T.N. Krishnamurti is professor of meteorology at Florida State University. He obtained his PhD in 1959 at the University of Chicago. His research interests are in the following areas: high resolution hurricane forecast (tracks, landfall, and intensity), monsoon forecasts on short, medium range, and monthly time scale and studies of interseasonal and interannual variability of the tropical atmosphere. As a participant in the meteorology team in tropical field projects, he has been responsible for the acquisition and analysis of meteorological data, which extends over most of the tropical atmosphere over several years and is now being assembled and analyzed.

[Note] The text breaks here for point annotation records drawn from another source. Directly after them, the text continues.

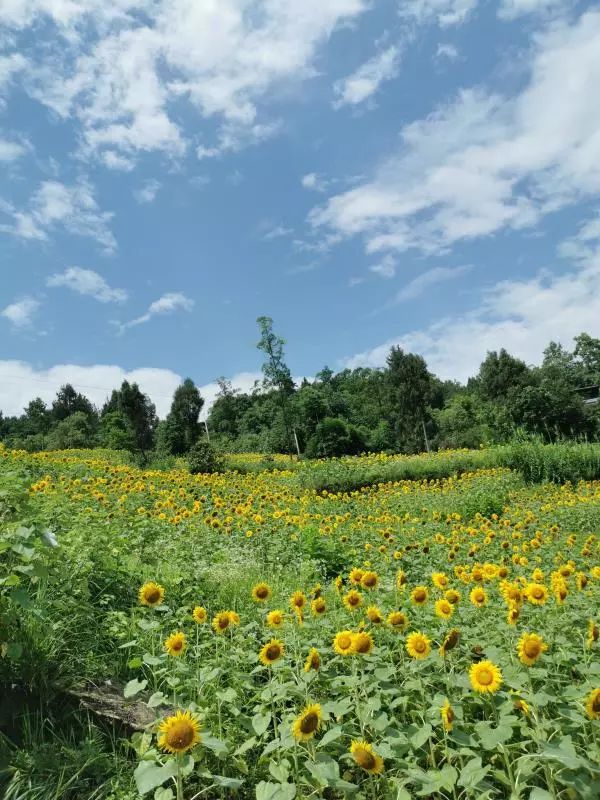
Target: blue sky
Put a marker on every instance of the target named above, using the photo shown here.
(366, 172)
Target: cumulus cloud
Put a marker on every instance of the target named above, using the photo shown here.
(486, 162)
(366, 80)
(87, 282)
(167, 304)
(120, 80)
(54, 205)
(21, 312)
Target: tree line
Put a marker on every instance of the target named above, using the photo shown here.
(402, 407)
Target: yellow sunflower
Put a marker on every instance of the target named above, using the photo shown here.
(366, 757)
(261, 592)
(592, 704)
(342, 643)
(443, 608)
(151, 594)
(447, 715)
(374, 615)
(352, 599)
(397, 620)
(362, 643)
(419, 595)
(271, 652)
(450, 642)
(318, 606)
(485, 677)
(275, 618)
(418, 645)
(313, 660)
(179, 733)
(221, 621)
(536, 593)
(530, 647)
(307, 723)
(175, 644)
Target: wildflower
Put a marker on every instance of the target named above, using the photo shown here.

These data are unique; it is unlikely that a meteorological data record will be available for decades. Phenomenological interests include hurricanes, monsoons, jet streams, and the meteorology of arid zones.



H.S. Bedi is affiliated with Florida State University.



V.M. Hardiker is a research associate at Florida State University.



L. Ramaswamy is a graduate research assistant in the Department of Meteorology at Florida State University.